There are some birds that carry with them an indelibly exotic air, conveying a sense of warmer southern climes just with their very presence. The hoopoe, with its incomparable feathery crest, is one such.
In spring, hoopoes migrate from sub-Saharan Africa into much of mainland Europe. Each year a few dozen overshoot and end up in southern Britain, whereupon they usually fly back. In autumn, they make the reverse journey, returning to Africa, with only those in southern Spain remaining to winter as well. Thus, how one arrived in Weston-super-Mare at the end of October is a mystery – but a potential treat for nearby birders!
I arrived at Sand Bay, just north of the town, on Friday morning (my day off!), and heard that the bird was still around. The forecast for fine weather was badly wrong, though, and several of us ended up hunkering down behind an old WW2 shelter as a heavy hail shower passed over – followed by rain. This is when you know birdwatching requires commitment and perseverance!

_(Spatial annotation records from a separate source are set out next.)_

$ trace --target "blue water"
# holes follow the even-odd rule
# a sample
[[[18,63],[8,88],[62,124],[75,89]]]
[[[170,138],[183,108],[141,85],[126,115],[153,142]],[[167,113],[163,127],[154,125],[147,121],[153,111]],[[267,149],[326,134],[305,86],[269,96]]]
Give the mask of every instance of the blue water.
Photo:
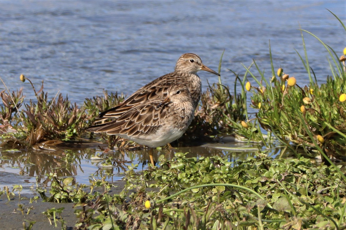
[[[275,69],[282,67],[303,86],[308,78],[296,52],[304,55],[299,29],[315,34],[341,56],[346,47],[346,32],[326,8],[346,23],[345,2],[2,0],[0,77],[10,90],[23,87],[27,102],[34,94],[27,81],[19,80],[21,74],[38,89],[44,80],[44,90],[51,98],[60,92],[80,105],[85,98],[103,95],[104,89],[128,95],[172,71],[184,53],[198,54],[206,65],[217,71],[224,50],[221,78],[231,88],[234,76],[228,69],[242,76],[245,69],[242,64],[248,66],[253,59],[271,78],[270,40]],[[331,74],[328,53],[317,39],[303,34],[310,65],[320,82],[325,82]],[[199,74],[204,89],[207,80],[210,83],[218,82],[216,75],[205,72]],[[0,91],[4,89],[0,84]],[[205,151],[207,155],[227,154],[210,149],[198,151]],[[1,177],[7,175],[11,178],[9,182],[0,180],[0,186],[25,182],[33,188],[27,190],[34,190],[36,177],[46,185],[44,175],[52,168],[61,169],[60,176],[72,175],[76,181],[88,183],[91,173],[103,171],[99,168],[101,163],[89,159],[95,150],[88,151],[82,150],[78,157],[81,159],[67,166],[58,154],[0,153],[0,173],[7,173]],[[124,159],[135,163],[146,159],[140,153],[129,154],[124,155]],[[55,164],[45,164],[47,159]],[[64,167],[70,171],[64,171]],[[121,178],[121,172],[115,173],[111,180]]]
[[[231,86],[253,59],[271,76],[270,41],[275,68],[307,76],[295,49],[303,54],[300,26],[342,54],[345,32],[326,8],[344,20],[342,1],[132,1],[27,0],[0,2],[0,77],[12,90],[34,93],[42,80],[52,98],[60,91],[81,104],[104,89],[128,95],[173,71],[182,54],[197,53]],[[310,64],[319,79],[330,74],[324,48],[305,33]],[[205,89],[207,79],[199,74]],[[0,85],[0,89],[3,88]]]

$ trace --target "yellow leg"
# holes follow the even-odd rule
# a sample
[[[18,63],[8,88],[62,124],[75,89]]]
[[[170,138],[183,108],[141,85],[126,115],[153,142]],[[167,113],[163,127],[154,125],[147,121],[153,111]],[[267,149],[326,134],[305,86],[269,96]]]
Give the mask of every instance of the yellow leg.
[[[153,164],[153,166],[155,166],[155,165],[154,164],[154,159],[153,158],[153,149],[152,148],[151,148],[150,150],[149,150],[149,158],[150,158],[150,162]]]
[[[168,146],[168,147],[170,149],[175,149],[175,148],[172,147],[172,146],[171,145],[170,143],[168,143],[168,144],[167,144],[167,146]]]

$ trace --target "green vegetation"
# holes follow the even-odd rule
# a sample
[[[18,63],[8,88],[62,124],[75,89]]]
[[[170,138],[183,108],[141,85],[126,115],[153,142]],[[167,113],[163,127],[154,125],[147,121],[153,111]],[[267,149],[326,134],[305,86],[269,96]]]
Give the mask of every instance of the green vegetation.
[[[303,32],[318,39],[301,31],[304,46]],[[330,54],[331,77],[326,82],[317,82],[305,49],[304,55],[297,53],[309,76],[308,86],[300,86],[281,67],[275,71],[272,61],[268,76],[254,61],[250,67],[244,66],[242,79],[234,73],[235,88],[240,85],[240,93],[235,90],[232,94],[220,79],[209,86],[190,128],[180,140],[181,143],[232,134],[268,148],[281,143],[294,158],[273,159],[259,150],[255,158],[232,163],[217,156],[188,158],[180,153],[171,159],[161,156],[159,167],[140,174],[135,171],[138,165],[128,166],[126,184],[119,194],[111,194],[112,185],[104,177],[90,180],[89,185],[80,184],[50,171],[46,174],[49,194],[40,188],[37,191],[45,201],[77,204],[76,229],[346,228],[345,169],[331,159],[342,159],[346,152],[346,49],[339,57],[339,51],[319,40]],[[271,58],[270,47],[270,54]],[[251,86],[248,78],[256,86]],[[35,101],[24,103],[21,90],[0,94],[3,147],[52,149],[88,138],[91,134],[85,128],[93,124],[98,113],[124,99],[105,92],[104,97],[87,99],[79,107],[61,94],[49,99],[43,82],[37,92],[27,80]],[[256,112],[251,120],[248,93]],[[25,109],[19,111],[20,107]],[[139,146],[116,137],[94,137],[110,148]],[[317,154],[323,160],[320,164],[307,157]],[[71,170],[69,167],[75,158],[68,154],[64,157],[65,169]],[[106,163],[116,163],[113,160],[108,159]],[[124,167],[125,163],[116,163]],[[21,190],[17,186],[10,192],[6,187],[0,195],[6,193],[10,200],[15,192],[20,196]],[[55,226],[58,220],[65,229],[63,220],[57,217],[63,212],[53,209],[44,214],[51,223],[53,218]],[[34,224],[28,223],[27,227],[24,223],[26,229]]]

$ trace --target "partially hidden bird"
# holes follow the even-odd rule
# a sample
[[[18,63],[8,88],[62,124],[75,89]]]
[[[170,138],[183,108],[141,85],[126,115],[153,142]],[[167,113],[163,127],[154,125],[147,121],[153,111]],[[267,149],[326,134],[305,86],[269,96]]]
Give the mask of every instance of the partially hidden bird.
[[[165,145],[181,137],[194,116],[195,105],[186,85],[171,84],[167,93],[166,98],[147,101],[112,120],[88,129],[116,135],[151,147],[149,157],[154,165],[152,148]]]

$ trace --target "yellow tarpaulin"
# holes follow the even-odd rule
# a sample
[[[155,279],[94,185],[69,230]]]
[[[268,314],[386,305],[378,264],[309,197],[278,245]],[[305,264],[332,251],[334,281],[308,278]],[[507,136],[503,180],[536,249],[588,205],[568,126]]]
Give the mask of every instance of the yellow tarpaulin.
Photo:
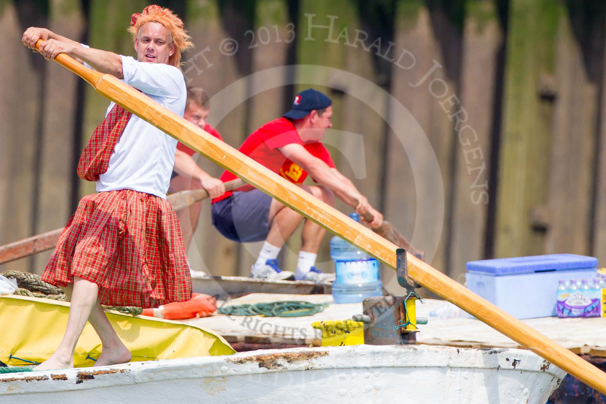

Eventually however the sky cleared. About eight to ten birdwatchers went on the alert for any sign of the bird, most of us remaining in the same general area, where it had been seen over the past few days. One guy decided he didn’t want to be part of the crowd and wandered off.
It was this guy who, half an hour later, phoned his wife to say that he’d found it, half a mile further south. So the rest of us gathered our stuff and immediately hot-footed it down the bay, slowing up only when we thought we were near. Somebody then glimpsed it disappearing into the undergrowth, so we arrayed ourselves at a closer but still respectful distance. Before long it emerged to feed on a small mossy knoll.
It was a magnificent bird, and most who saw it remained to watch it avidly, as it wandered through the undergrowth, probing the ground for insects and other morsels. It was remarkably tolerant of the humans gathered around, allowing us to have closer views than we expected.
Exactly how it will cope with the onset of winter remains unclear: Weston is hardly north Africa or southern Spain! Migratory birds do have remarkably accurate perceptions of where they are in the world – but this one’s radar seems to have malfunctioned. Unless it flies south soon, one has to hope it can find a warm holiday chalet to shelter under.